The OECD, which described Singapore as a “poster child” for educational development, noted that there is a focus on “levelling up” so that the "lowest stream gets very high quality training".
As a result, the country’s test scores in PISA have consistently been among the world’s best. This year, Singapore came second in Maths and third in Literacy.
The country has some natural advantages. With just 360 schools – almost all state-run – serving 522,000 students, running the education system is more like steering “a kayak than a battleship", said Professor Lee Sing Kong, the director of the National Institute of Education, which trains the country’s teachers.
With the same government in place since Singapore won independence in 1965, there has also been stability and continuity in policy: education has always been prioritised as a key driver of Singapore’s economy and accounts for roughly 23 per cent of public spending.
The money goes on recruiting and training the best teachers. Only students who come in the top 30 per cent of their secondary school class, and who pass through an intensive screening process, can apply to the prestigious National Institute of Education. Their reward is an entry-level wage that is equivalent to that of an engineer.
Findings from PISA suggest that higher salaries for teachers are more important than smaller classes in terms of improving performances and Singapore closely tracks professional pay levels to make sure teachers are paid competitively.
Once they qualify, their careers are carefully overseen, with roughly 100 hours of training a year and mentoring from senior teachers.
For the pupils, the system is fiercely meritocratic as well as bilingual.
All students have to be fluent in English as well as in their mother tongue. Exams at the end of primary school split the students for secondary school.
Sixty per cent go on to focus on academic studies while the other 40 per cent either move at a slower pace or enter vocational and technical training. The OECD notes that Singapore’s vocational training system is probably “the best in the world". Schools are flexible enough, however, to make sure that late-blooming students who catch up can switch between the categories.

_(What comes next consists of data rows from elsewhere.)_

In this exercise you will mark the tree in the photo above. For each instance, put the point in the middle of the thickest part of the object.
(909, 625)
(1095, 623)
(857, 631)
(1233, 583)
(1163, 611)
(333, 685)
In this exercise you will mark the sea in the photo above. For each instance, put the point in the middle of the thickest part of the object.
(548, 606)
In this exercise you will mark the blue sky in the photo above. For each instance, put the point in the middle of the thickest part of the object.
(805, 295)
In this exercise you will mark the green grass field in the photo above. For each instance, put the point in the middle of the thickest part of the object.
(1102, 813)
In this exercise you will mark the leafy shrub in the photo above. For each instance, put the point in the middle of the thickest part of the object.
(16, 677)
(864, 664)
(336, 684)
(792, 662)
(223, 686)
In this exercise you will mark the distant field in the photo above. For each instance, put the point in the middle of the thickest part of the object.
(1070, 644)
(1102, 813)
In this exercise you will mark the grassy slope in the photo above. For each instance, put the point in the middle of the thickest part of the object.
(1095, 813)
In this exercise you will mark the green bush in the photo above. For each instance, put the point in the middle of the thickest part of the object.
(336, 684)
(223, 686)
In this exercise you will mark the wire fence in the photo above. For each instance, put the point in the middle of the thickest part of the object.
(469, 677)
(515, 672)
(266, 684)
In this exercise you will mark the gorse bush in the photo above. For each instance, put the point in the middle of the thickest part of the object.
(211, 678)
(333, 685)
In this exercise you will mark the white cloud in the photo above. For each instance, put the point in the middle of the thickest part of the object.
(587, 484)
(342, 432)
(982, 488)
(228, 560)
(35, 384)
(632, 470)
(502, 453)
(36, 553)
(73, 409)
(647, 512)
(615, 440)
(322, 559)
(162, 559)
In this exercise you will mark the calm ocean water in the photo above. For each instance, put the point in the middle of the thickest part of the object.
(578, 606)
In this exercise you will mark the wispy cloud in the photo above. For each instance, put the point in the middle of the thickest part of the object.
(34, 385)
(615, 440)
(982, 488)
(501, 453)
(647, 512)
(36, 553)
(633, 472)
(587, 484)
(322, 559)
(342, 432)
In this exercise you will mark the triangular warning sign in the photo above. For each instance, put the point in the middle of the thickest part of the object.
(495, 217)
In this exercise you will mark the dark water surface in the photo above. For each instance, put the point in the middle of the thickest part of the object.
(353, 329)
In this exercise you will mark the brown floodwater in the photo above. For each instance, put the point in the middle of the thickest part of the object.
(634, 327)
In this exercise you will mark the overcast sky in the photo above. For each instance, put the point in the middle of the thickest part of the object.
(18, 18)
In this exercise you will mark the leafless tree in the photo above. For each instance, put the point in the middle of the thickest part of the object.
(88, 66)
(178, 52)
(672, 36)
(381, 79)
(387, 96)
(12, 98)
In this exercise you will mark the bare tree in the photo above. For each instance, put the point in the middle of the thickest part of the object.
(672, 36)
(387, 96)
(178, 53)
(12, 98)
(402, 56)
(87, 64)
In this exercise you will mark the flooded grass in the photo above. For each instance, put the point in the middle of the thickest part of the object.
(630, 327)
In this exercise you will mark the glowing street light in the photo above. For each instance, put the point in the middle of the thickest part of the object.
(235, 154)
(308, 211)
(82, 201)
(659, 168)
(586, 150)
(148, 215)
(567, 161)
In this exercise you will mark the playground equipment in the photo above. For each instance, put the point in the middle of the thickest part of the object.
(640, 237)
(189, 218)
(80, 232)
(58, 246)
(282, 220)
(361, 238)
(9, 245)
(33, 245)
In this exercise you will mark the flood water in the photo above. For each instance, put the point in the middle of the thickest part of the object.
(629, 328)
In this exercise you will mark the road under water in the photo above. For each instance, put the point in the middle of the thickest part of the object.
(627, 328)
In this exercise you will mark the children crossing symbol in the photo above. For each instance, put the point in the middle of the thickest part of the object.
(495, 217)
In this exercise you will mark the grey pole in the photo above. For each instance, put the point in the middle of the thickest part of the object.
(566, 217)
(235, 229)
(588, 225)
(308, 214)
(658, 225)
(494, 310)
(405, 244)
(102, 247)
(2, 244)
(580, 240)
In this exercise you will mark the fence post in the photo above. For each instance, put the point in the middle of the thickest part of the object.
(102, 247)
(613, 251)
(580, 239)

Nevertheless, under the pressure of exams, parents usually make their children study outside class and Singapore boasts one of the world’s most lucrative private tutoring industries. Figures from 2008 showed 97 per cent of Singaporean students enrolling in extra tuition classes, at a cost of some £400 million a year.
More recently, Singapore has been trying to persuade parents not to single-mindedly focus on grades. In 2004, the country’s prime minister introduced the “Teach less, Learn More” programme, part of a plan to encourage creativity rather than rote-learning.
The Education ministry has also stopped naming the top performers in national exams (Singapore, unlike the UK, still sits old fashioned O Levels and A Levels). A spokesman said the ministry wanted to “help parents and students understand that academic performance is just one aspect of a student’s overall development and progress".
As well as focusing on creativity, the Singaporean system is unambiguous in how it seeks to mould its pupils into “useful citizens", as the former prime minister Lee Kuan Yew put it.
At the end of their education, the government says, students should have "moral courage to stand up for what is right", should be “resilient in the face of adversity” and “pursue an healthy lifestyle and have an appreciation for aesthetics".